Assuming, then, that Iran does not increase its supplies, South Africa faces the loss of 75 pct. of its oil imports. Domestic production is limited to the expensive Sasol oil-from-coal process, which supplies only 7-8 pct. of total consumption and cannot be much enlarged. A second Sasol, at exorbitant cost, could take five years to develop.

Much will therefore depend on the oil companies operating in the white minority states. They will certainly feel pressure from these states to supply oil. Shell and BP are very prominent in oil distribution in South Africa and Namibia, as are Total of France and Mobil, Caltex, Exxon and other US companies. However, with rigid controls on the oil price, the profit margin in South Africa could well become sub- stantially less attractive than in Europe,. In addition, the companies concerned are already under scrutiny for their stake in the area, and if they cannot be sure of remaining unobserved may be reluctant to help out in areas of relatively minor importance which could affect major deals in West and North Africa and the Middle East. Nigeria, for example, is negotiating with Gulf over plans to process liquefied petroleum gas, and one of the remaining issues holding up the contract is the question of their future plans in Angola.5 Amoco has agreed to withdraw from prospecting in Mozambique, as a preliminary to receiving a concession in Tanzania.

South Africa may make strenuous efforts to obtain oil from Angola; however, the Portuguese Government can take only half of the Cabinda production, in terms of its contract with Gulf, unless there is a "severe national emergency" which requires Portugal to take more for its own needs. For South Africa to get any of the Cabinda crude (which is still not very suitable for South African refineries) would require Gulf unilaterally to break contracts for the supply of the US market - an unlikely prospect.

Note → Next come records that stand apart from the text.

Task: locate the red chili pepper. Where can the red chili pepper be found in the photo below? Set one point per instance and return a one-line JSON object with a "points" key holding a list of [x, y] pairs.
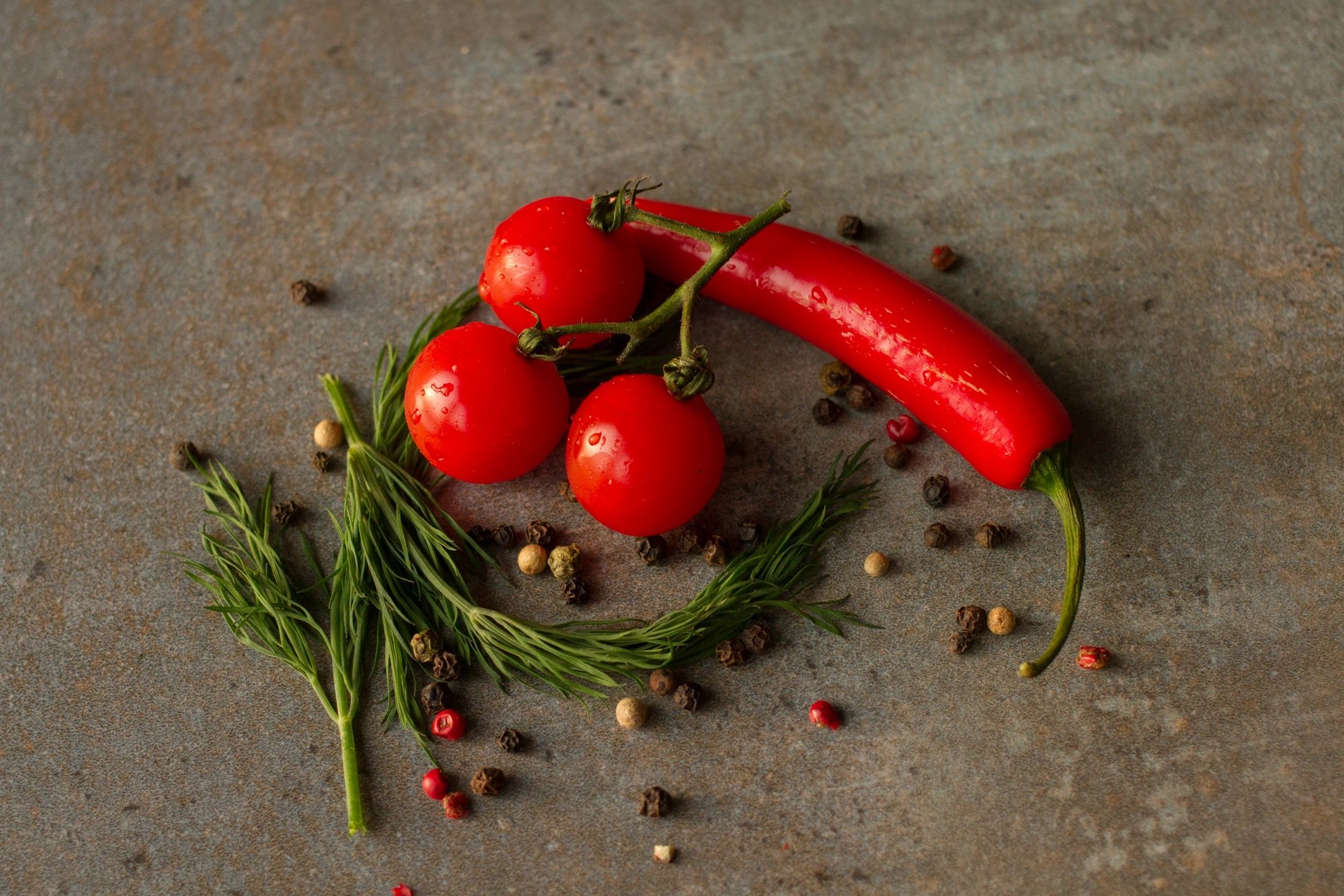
{"points": [[953, 374]]}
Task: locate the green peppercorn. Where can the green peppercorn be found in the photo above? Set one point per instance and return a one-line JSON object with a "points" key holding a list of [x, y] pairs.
{"points": [[936, 491]]}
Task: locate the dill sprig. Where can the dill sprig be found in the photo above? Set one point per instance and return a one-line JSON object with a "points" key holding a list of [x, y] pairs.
{"points": [[261, 606]]}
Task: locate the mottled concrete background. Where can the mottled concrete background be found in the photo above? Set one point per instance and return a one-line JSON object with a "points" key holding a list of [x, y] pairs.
{"points": [[1151, 202]]}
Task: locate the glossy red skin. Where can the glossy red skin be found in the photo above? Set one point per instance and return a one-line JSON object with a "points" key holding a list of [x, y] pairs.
{"points": [[549, 258], [953, 373], [640, 461], [480, 411], [434, 785]]}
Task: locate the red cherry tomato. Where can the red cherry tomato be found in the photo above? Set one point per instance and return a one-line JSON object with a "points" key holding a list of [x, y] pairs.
{"points": [[824, 715], [479, 410], [434, 783], [640, 461], [903, 430], [546, 257], [448, 724]]}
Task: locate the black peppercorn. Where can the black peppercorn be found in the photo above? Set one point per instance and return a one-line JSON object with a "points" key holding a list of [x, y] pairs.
{"points": [[434, 698], [850, 226], [690, 538], [757, 638], [576, 592], [284, 512], [661, 681], [991, 535], [717, 551], [826, 411], [651, 550], [541, 533], [937, 536], [487, 782], [689, 696], [895, 455], [972, 620], [936, 491], [730, 652], [750, 533], [304, 293], [655, 802], [182, 455], [859, 396], [446, 666]]}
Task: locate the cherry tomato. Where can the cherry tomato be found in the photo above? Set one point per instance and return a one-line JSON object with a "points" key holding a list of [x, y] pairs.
{"points": [[479, 410], [448, 724], [640, 461], [434, 783], [546, 257]]}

The Impact on Southern Africa

The southern African region depends to a large extent on the situation is South Africa itself. Rhodesia, for example, has been receiving only 6,000 barrels per day from the Mozambique refinery's

3. There are reports of a secret military agreement, reinforced by Iranian Navy calls at ports and the posting of the former Chief of Staff, Gen. Fraser, as Consul in Teheran. 4. Representations by the Secretary-General of the OAU to the Iranian Ambassador in Addis Ababa. 5. Information from a source in the Nigerian Ministry of Foreign Affairs.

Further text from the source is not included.